After six of seven scheduled witnesses testified at his trial, Leonardo Darnell Zanders, age 49, of Dolton, Ill., pled guilty Monday in federal court in Virginia to conspiring to commit bank fraud as one of the leaders in a nationwide identity theft ring that has resulted in a total loss of more than $2.1 million involving at least 10 financial institutions.
Zanders faces a maximum penalty of 30 years in prison when he is sentenced on Dec. 18, 2009. Eleven other co-conspirators have been charged to date in this scheme, and seven others have pled guilty to date.
According to testimony at trial and court documents, Zanders recruited and directed conspirators in a nationwide fraud scheme to steal money from individuals and financial institutions from January 2007 through May 2009. Zanders worked with Clyde Austin Gray Jr., age 52, of Waldorf, Md., to pay other co-conspirators to pickpocket, steal and compromise the personal identification and bank account information of victims, and then used the information to make counterfeit driver’s licenses and military identification cards.
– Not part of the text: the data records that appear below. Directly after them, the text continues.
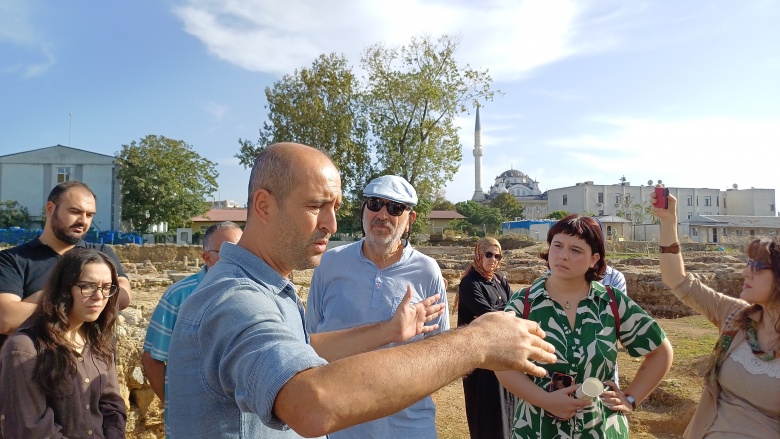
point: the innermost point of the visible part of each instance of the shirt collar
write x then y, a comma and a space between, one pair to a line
254, 267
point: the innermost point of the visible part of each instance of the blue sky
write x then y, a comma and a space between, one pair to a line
687, 92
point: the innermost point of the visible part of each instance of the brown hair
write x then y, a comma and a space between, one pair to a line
587, 229
56, 359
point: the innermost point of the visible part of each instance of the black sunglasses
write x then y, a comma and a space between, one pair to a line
491, 255
755, 265
393, 208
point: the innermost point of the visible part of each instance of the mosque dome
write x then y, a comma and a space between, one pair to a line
512, 173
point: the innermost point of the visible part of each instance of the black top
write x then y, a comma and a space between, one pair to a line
477, 296
24, 269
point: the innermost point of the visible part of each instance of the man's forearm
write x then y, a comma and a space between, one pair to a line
364, 387
125, 293
347, 342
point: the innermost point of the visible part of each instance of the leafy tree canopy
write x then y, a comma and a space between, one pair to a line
557, 214
399, 119
13, 214
163, 180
Zanders distributed the fake IDs, along with counterfeit checks drawn on the victims’ bank accounts and other bank account information, to other co-conspirators. A co-defendant, Darrell Earl Price, testified that Zanders gave him checks in the name of Ben and Anna Bernanke, and Price used those checks in the bank-fraud scheme.
Court records state that Zanders directed others in the scheme to use the IDs and stolen bank information to impersonate victims and make split deposit transactions – depositing a check drawn on the bank account of another victim, and then siphoning the money out of the falsely inflated account. His co-conspirators returned a percentage of the stolen money to Zanders, who in turn distributed some of the proceeds to other co-conspirators. According to court documents associated with this conspiracy, the total fraud loss, including intended loss, attributed to the conspiracy is more than $2.1 million.